Das ist kein Licht, stellte Walker Boh fest und kämpfte gegen die Flut von Empfindungen an, die ihn zu überwältigen drohten. Das ist das Fehlen von Licht! Dann spreizte der Steinkönig die Finger weit, und sie konnten sehen, was er in der Hand hielt. Es war ein perfekt geformter Edelstein, so schwarz und undurchdringlich wie die Nacht. Der Stein glitzerte mit den dünnen Strahlen des sich darin spiegelnden, grauen Tageslichts und ließ auch nicht die mindeste Spur davon ins Innere dringen. Er sah winzig aus in Uhl Belks gewaltiger Steinhand, doch die Dunkelheit, die er ausstrahlte, reichte bis in die hintersten Ecken der Kuppel, in ihre verborgensten Winkel, und umhüllte die Gesamtheit des von Walker ausgesandten Leuchtens, so daß innerhalb von Sekunden das einzige Licht durch den Spalt in der steinernen Haut der Kuppel einfiel.
Walker Boh fühlte, wie seine eigene Magie sich in ihm erkennend rührte.
Sie hatten den schwarzen Elfenstein gefunden.

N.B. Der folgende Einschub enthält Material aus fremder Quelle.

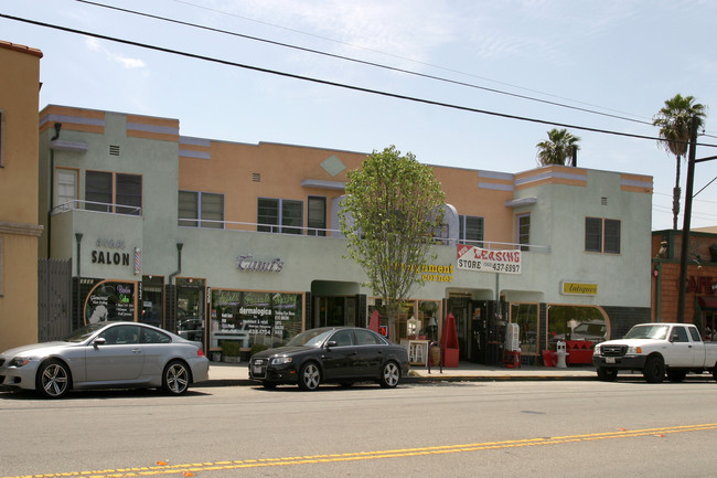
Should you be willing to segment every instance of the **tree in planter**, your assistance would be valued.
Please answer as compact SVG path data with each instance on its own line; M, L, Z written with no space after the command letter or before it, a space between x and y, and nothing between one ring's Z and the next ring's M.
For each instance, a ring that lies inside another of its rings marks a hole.
M347 173L339 212L349 256L368 276L366 286L382 298L389 338L396 318L428 262L440 226L445 193L432 170L394 146L375 151Z

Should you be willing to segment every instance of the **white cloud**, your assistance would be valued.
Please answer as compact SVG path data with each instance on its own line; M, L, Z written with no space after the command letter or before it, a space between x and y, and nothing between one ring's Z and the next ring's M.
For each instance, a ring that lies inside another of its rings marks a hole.
M146 66L145 62L140 59L132 59L125 56L119 53L113 53L109 50L105 49L97 39L89 38L85 41L85 45L88 50L97 53L103 53L107 59L113 62L119 63L126 70L143 68Z

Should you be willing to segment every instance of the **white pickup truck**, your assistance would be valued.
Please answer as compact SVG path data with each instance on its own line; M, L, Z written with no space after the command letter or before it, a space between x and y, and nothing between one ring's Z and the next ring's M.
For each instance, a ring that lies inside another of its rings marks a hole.
M641 371L650 383L681 382L688 372L711 372L717 380L717 342L703 342L692 323L640 323L619 340L595 346L598 379L614 381L620 370Z

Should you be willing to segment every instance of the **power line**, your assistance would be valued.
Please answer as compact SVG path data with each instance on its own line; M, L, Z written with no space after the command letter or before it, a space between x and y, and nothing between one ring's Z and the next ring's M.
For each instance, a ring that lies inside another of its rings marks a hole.
M77 0L77 1L83 1L83 0ZM606 111L620 113L621 115L630 115L630 116L633 116L635 118L640 117L640 115L635 115L635 114L632 114L632 113L620 111L618 109L608 108L608 107L600 106L600 105L593 105L593 104L590 104L590 103L587 103L587 102L571 99L571 98L564 97L564 96L554 95L554 94L550 94L550 93L539 92L537 89L526 88L524 86L512 85L512 84L506 83L506 82L501 82L501 81L497 81L497 79L492 79L492 78L486 78L486 77L479 76L479 75L473 75L473 74L465 73L465 72L462 72L462 71L459 71L459 70L449 68L449 67L436 65L436 64L432 64L432 63L421 62L421 61L418 61L418 60L415 60L415 59L411 59L411 57L408 57L408 56L396 55L396 54L393 54L393 53L386 53L386 52L382 52L379 50L374 50L374 49L370 49L370 47L362 46L362 45L355 45L355 44L343 42L341 40L335 40L335 39L332 39L332 38L329 38L329 36L318 35L318 34L314 34L314 33L308 33L308 32L304 32L302 30L291 29L291 28L288 28L288 26L279 25L279 24L276 24L276 23L269 23L269 22L253 19L253 18L249 18L249 17L238 15L236 13L229 13L229 12L226 12L224 10L218 10L218 9L213 9L213 8L205 7L205 6L200 6L200 4L192 3L192 2L185 1L185 0L172 0L172 1L174 1L176 3L183 3L183 4L189 6L189 7L194 7L194 8L197 8L197 9L203 9L203 10L212 11L212 12L215 12L215 13L238 18L238 19L243 19L243 20L246 20L246 21L255 22L255 23L259 23L259 24L271 26L271 28L275 28L275 29L281 29L281 30L299 33L299 34L302 34L302 35L306 35L306 36L312 36L312 38L315 38L315 39L319 39L319 40L333 42L333 43L336 43L336 44L340 44L340 45L345 45L345 46L350 46L350 47L353 47L353 49L360 49L360 50L364 50L364 51L367 51L367 52L377 53L377 54L381 54L381 55L385 55L385 56L389 56L389 57L394 57L394 59L416 63L418 65L429 66L431 68L442 70L442 71L446 71L446 72L456 73L456 74L463 75L463 76L469 76L469 77L473 77L473 78L478 78L478 79L483 79L483 81L486 81L486 82L497 83L499 85L510 86L512 88L523 89L523 91L526 91L526 92L537 93L539 95L549 96L549 97L553 97L553 98L564 99L564 100L567 100L567 102L572 102L572 103L577 103L577 104L581 104L581 105L586 105L586 106L591 106L593 108L600 108L600 109L603 109ZM397 71L400 71L400 70L397 70ZM414 73L414 72L408 72L408 73L417 74L417 73ZM448 81L448 79L445 79L445 78L439 78L439 79ZM474 85L467 85L467 86L472 86L472 87L480 88L480 86L474 86ZM490 88L485 88L485 89L491 91ZM510 93L501 92L501 91L496 91L496 93L511 95ZM515 95L515 96L522 97L521 95ZM527 97L527 99L542 102L541 99L533 98L533 97ZM596 115L604 115L604 116L610 116L610 117L614 117L614 118L619 118L619 119L624 119L624 120L628 120L628 121L634 121L634 123L640 123L640 124L653 126L652 120L645 121L645 120L639 120L639 119L633 119L633 118L624 118L622 116L609 115L609 114L595 111L595 110L590 110L590 109L577 108L577 107L572 107L572 106L569 106L569 105L563 105L563 104L559 104L559 103L552 103L552 102L545 102L545 103L561 106L561 107L566 107L566 108L575 108L575 109L578 109L578 110L584 110L584 111L592 113L592 114L596 114ZM717 138L717 135L707 134L707 132L704 132L700 136L705 136L705 137L709 137L709 138Z
M565 123L550 121L550 120L546 120L546 119L528 118L528 117L524 117L524 116L509 115L509 114L505 114L505 113L491 111L491 110L486 110L486 109L472 108L472 107L468 107L468 106L460 106L460 105L454 105L454 104L450 104L450 103L437 102L437 100L432 100L432 99L425 99L425 98L418 98L418 97L413 97L413 96L407 96L407 95L400 95L400 94L397 94L397 93L388 93L388 92L383 92L383 91L379 91L379 89L365 88L365 87L361 87L361 86L349 85L349 84L345 84L345 83L336 83L336 82L331 82L331 81L328 81L328 79L314 78L314 77L310 77L310 76L297 75L297 74L293 74L293 73L280 72L280 71L277 71L277 70L264 68L264 67L260 67L260 66L254 66L254 65L247 65L247 64L243 64L243 63L231 62L228 60L214 59L214 57L211 57L211 56L200 55L200 54L196 54L196 53L182 52L182 51L179 51L179 50L172 50L172 49L168 49L168 47L164 47L164 46L150 45L150 44L147 44L147 43L140 43L140 42L136 42L136 41L132 41L132 40L118 39L118 38L108 36L108 35L104 35L104 34L99 34L99 33L94 33L94 32L88 32L88 31L83 31L83 30L77 30L77 29L71 29L68 26L61 26L61 25L50 24L50 23L40 22L40 21L36 21L36 20L23 19L23 18L20 18L20 17L13 17L13 15L9 15L9 14L6 14L6 13L0 13L0 17L9 19L9 20L14 20L14 21L20 21L20 22L24 22L24 23L34 24L34 25L38 25L38 26L49 28L49 29L53 29L53 30L60 30L60 31L81 34L81 35L86 35L86 36L93 36L93 38L96 38L96 39L107 40L107 41L115 42L115 43L122 43L122 44L132 45L132 46L137 46L137 47L141 47L141 49L148 49L148 50L154 50L154 51L158 51L158 52L170 53L170 54L173 54L173 55L185 56L185 57L190 57L190 59L202 60L202 61L206 61L206 62L235 66L235 67L239 67L239 68L244 68L244 70L249 70L249 71L254 71L254 72L259 72L259 73L267 73L267 74L282 76L282 77L292 78L292 79L301 79L301 81L304 81L304 82L315 83L315 84L320 84L320 85L327 85L327 86L334 86L334 87L344 88L344 89L351 89L351 91L354 91L354 92L370 93L370 94L373 94L373 95L385 96L385 97L390 97L390 98L395 98L395 99L404 99L404 100L420 103L420 104L425 104L425 105L440 106L440 107L443 107L443 108L457 109L457 110L468 111L468 113L478 113L478 114L482 114L482 115L495 116L495 117L501 117L501 118L506 118L506 119L515 119L515 120L520 120L520 121L535 123L535 124L556 126L556 127L561 127L561 128L572 128L572 129L579 129L579 130L582 130L582 131L600 132L600 134L603 134L603 135L621 136L621 137L638 138L638 139L649 139L651 141L661 141L662 140L661 138L656 138L656 137L652 137L652 136L635 135L635 134L631 134L631 132L612 131L612 130L608 130L608 129L600 129L600 128L591 128L591 127L587 127L587 126L570 125L570 124L565 124ZM699 146L707 146L707 147L717 147L717 145L707 145L707 144L698 144L698 145Z
M593 109L581 108L581 107L578 107L578 106L566 105L564 103L550 102L550 100L547 100L547 99L535 98L535 97L526 96L526 95L518 95L516 93L504 92L502 89L489 88L486 86L480 86L480 85L475 85L475 84L472 84L472 83L459 82L459 81L456 81L456 79L449 79L449 78L445 78L445 77L441 77L441 76L435 76L435 75L429 75L429 74L426 74L426 73L414 72L414 71L410 71L410 70L398 68L398 67L395 67L395 66L388 66L388 65L384 65L384 64L381 64L381 63L368 62L368 61L365 61L365 60L352 59L352 57L345 56L345 55L338 55L335 53L328 53L328 52L323 52L323 51L320 51L320 50L292 45L290 43L277 42L277 41L274 41L274 40L261 39L261 38L258 38L258 36L252 36L252 35L247 35L247 34L243 34L243 33L232 32L232 31L228 31L228 30L222 30L222 29L216 29L216 28L213 28L213 26L206 26L206 25L201 25L201 24L196 24L196 23L185 22L185 21L182 21L182 20L170 19L170 18L167 18L167 17L154 15L154 14L151 14L151 13L140 12L140 11L137 11L137 10L129 10L129 9L125 9L125 8L120 8L120 7L107 6L107 4L103 4L103 3L98 3L98 2L89 1L89 0L75 0L75 1L77 1L79 3L86 3L86 4L90 4L90 6L95 6L95 7L109 9L109 10L130 13L130 14L133 14L133 15L146 17L146 18L150 18L150 19L153 19L153 20L160 20L160 21L163 21L163 22L175 23L175 24L180 24L180 25L184 25L184 26L191 26L191 28L206 30L206 31L211 31L211 32L215 32L215 33L222 33L222 34L227 34L227 35L232 35L232 36L237 36L237 38L242 38L242 39L245 39L245 40L253 40L253 41L256 41L256 42L267 43L267 44L271 44L271 45L276 45L276 46L282 46L282 47L287 47L287 49L291 49L291 50L298 50L298 51L302 51L302 52L307 52L307 53L313 53L313 54L317 54L317 55L329 56L329 57L332 57L332 59L343 60L343 61L346 61L346 62L353 62L353 63L358 63L358 64L363 64L363 65L367 65L367 66L374 66L374 67L377 67L377 68L388 70L388 71L393 71L393 72L405 73L405 74L408 74L408 75L419 76L419 77L428 78L428 79L435 79L435 81L438 81L438 82L449 83L449 84L453 84L453 85L458 85L458 86L467 86L467 87L474 88L474 89L482 89L484 92L495 93L495 94L499 94L499 95L512 96L514 98L527 99L527 100L531 100L531 102L543 103L545 105L559 106L561 108L574 109L574 110L577 110L577 111L590 113L590 114L593 114L593 115L606 116L606 117L609 117L609 118L622 119L622 120L625 120L625 121L633 121L633 123L638 123L638 124L641 124L641 125L653 126L652 121L644 121L644 120L628 118L628 117L619 116L619 115L614 115L614 114L596 111ZM174 1L179 1L180 3L185 3L185 4L189 4L189 6L192 6L192 7L196 7L196 8L205 8L205 7L195 6L195 4L189 3L189 2L182 2L180 0L174 0ZM210 9L210 8L205 8L205 9L211 10L211 11L216 11L216 12L220 12L220 13L224 13L224 14L229 14L229 13L225 13L225 12L222 12L222 11L215 10L215 9ZM246 19L245 17L239 17L239 18ZM252 20L252 19L246 19L246 20ZM264 23L264 22L260 22L260 23ZM267 24L270 25L270 26L279 28L279 26L272 25L270 23L267 23ZM291 30L291 31L295 31L295 30ZM302 33L302 32L299 32L299 33ZM304 34L307 34L307 33L304 33ZM331 40L331 39L325 39L323 36L319 36L319 38L324 39L324 40ZM342 43L342 42L340 42L340 43ZM376 53L381 53L381 52L376 52ZM403 59L403 57L399 57L399 59L409 60L409 59ZM418 62L418 63L420 63L420 62ZM426 64L426 65L428 65L428 64ZM439 66L435 66L435 65L428 65L428 66L439 67ZM443 70L446 70L446 68L443 68ZM461 72L453 71L453 73L461 73ZM465 73L461 73L461 74L465 74ZM511 85L509 85L509 86L511 86ZM537 93L539 93L539 92L537 92Z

Da stieß Uhl Belk einen Schrei aus, der sogar das Getöse des Malmschlunds, von Wind und Regen und Ozeanbrechern übertönte, und er streckte den schwarzen Elfenstein vor sich. Die Schwärze sammelte sich und bündelte sich zu einem einzigen Strahl, der hervorschoß und den Malmschlund traf. Der Malmschlund wehrte sich nicht. Er hing einfach dort. Wie festgenagelt. Ein Schaudern durchlief ihn – schmerzhaft und lustvoll gleichzeitig, geschüttelt von Gefühlen, die die Menschen, die vor ihm kauerten, nur ahnen konnten. Er wand sich, und die Schwärze wirbelte zur Antwort. Die Schwärze breitete sich aus, weitete sich, flutete über und wieder zurück, bis sie auch den Steinkönig umhüllte. Sie konnten ihn aufstöhnen hören, dann schluchzen, wieder mit Gefühlen, die in verschleierter Weise gemischt waren, nicht klar definiert und auch nicht so gedacht. Die Magie des Elfensteins vereinte sie, Vater und Sohn, jeder ein Monster, verbunden durch ein substanzloses Schloß, das sie fester verband als eine eiserne Kette.